The network in our hotel is cr*p suboptimal. Browsing the web generally works OK. Accessing anything else is a disaster. Sometimes I can connect Outlook via RPC over HTTP but generally I can't. It's soooo frustrating.

The conference facility is pretty nice. Microsoft have provided kiosk PCs for the purpose of submitting session evaluations and many people are using them for general Internet access too. Earlier today I was asked to contribute a couple of paragraphs to an upcoming magazine publication. I picked up the request via my Windows Mobile phone in between sessions this morning. I headed back to the hotel at lunchtime to write my prose. It's a really short notice piece so you can imagine my frustration when I couldn't get my message to sync to the server...

I returned to the conference centre in time to listen to the next session on my schedule.
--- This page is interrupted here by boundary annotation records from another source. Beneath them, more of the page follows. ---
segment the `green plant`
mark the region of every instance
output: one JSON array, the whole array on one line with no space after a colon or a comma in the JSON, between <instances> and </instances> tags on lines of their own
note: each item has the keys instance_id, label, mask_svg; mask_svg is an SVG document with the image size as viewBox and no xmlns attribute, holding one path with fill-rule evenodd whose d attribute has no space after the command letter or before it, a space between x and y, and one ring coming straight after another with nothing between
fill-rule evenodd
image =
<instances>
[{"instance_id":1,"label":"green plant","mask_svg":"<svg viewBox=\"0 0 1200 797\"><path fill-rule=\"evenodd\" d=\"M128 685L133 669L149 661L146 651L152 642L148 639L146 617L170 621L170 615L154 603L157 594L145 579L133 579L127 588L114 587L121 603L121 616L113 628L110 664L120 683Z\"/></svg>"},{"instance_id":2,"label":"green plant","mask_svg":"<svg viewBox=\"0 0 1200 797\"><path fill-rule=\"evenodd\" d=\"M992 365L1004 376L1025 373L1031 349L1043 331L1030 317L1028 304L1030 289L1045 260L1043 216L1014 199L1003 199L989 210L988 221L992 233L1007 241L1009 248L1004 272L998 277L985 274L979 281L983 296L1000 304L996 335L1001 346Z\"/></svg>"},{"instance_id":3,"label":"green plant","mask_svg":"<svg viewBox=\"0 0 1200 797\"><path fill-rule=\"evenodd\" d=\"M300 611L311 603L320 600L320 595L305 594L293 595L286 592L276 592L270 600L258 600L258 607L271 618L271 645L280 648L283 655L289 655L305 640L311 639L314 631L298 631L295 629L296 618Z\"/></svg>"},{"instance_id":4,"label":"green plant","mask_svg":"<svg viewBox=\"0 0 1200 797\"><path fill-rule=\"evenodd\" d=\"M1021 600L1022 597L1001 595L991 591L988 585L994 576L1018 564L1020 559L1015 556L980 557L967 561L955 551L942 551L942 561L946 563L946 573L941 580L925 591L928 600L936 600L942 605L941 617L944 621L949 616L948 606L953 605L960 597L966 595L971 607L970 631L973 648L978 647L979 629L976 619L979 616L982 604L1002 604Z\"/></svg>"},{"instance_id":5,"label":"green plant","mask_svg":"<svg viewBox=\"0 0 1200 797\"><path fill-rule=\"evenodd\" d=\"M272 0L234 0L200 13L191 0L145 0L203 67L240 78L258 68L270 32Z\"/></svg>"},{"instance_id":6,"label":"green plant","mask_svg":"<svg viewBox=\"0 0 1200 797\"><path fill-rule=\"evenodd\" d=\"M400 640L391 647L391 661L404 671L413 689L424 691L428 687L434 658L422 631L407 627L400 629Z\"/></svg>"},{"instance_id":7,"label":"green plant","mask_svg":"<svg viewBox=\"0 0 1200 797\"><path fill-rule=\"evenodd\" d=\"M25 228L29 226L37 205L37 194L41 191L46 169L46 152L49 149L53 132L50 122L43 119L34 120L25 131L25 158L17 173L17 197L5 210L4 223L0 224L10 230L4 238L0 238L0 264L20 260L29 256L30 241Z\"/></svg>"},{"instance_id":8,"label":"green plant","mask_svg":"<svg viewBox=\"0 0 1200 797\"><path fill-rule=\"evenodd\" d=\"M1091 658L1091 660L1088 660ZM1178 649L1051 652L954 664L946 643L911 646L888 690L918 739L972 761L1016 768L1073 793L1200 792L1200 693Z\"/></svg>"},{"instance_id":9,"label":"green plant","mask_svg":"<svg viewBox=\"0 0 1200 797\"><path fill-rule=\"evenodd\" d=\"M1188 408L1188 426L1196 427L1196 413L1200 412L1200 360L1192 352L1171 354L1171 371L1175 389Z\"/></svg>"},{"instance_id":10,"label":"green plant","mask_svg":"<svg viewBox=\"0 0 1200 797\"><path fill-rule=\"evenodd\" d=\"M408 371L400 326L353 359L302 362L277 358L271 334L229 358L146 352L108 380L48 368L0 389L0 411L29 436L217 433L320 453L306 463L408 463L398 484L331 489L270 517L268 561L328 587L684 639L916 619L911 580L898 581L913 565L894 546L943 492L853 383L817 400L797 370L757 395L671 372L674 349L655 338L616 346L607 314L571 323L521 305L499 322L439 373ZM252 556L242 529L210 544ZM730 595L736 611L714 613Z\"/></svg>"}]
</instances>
As I left the session I walked past a row of kiosk PCs. A browser session was open on screen inviting me to enter my corporate credentials to submit my session evaluation. I was about to browse to Outlook Web Access (or whatever it's called today!) to access my email when I realised what I was about to do - commit a security sin! I HAVE NO REASON TO TRUST the security of the kiosk machine OR the network it's connected to. The conference centre is large and has many points of access hence I don't trust that everyone there is actually a Microsoft employee. The physical security staff seem pretty attentive though I can think of a number of ways someone with enough enthusiasm could wander past them unchallenged.

My biggest concern was that a miscreant could have fitted a hardware keylogger to the machine and I didn't have physical access to the back of the machine to find out. Equally well there could have been a software keylogger on there.

STEP AWAY FROM THE MACHINE!

At my next opportunity I returned to the hotel, picked up my laptop and headed to a wonderful coffee shop that provided free Internet access and delightful coffee. In such an environment I COULD TRUST the client machine and without being REALLY PARANOID could accept that I DIDN'T NEED TO TRUST the network.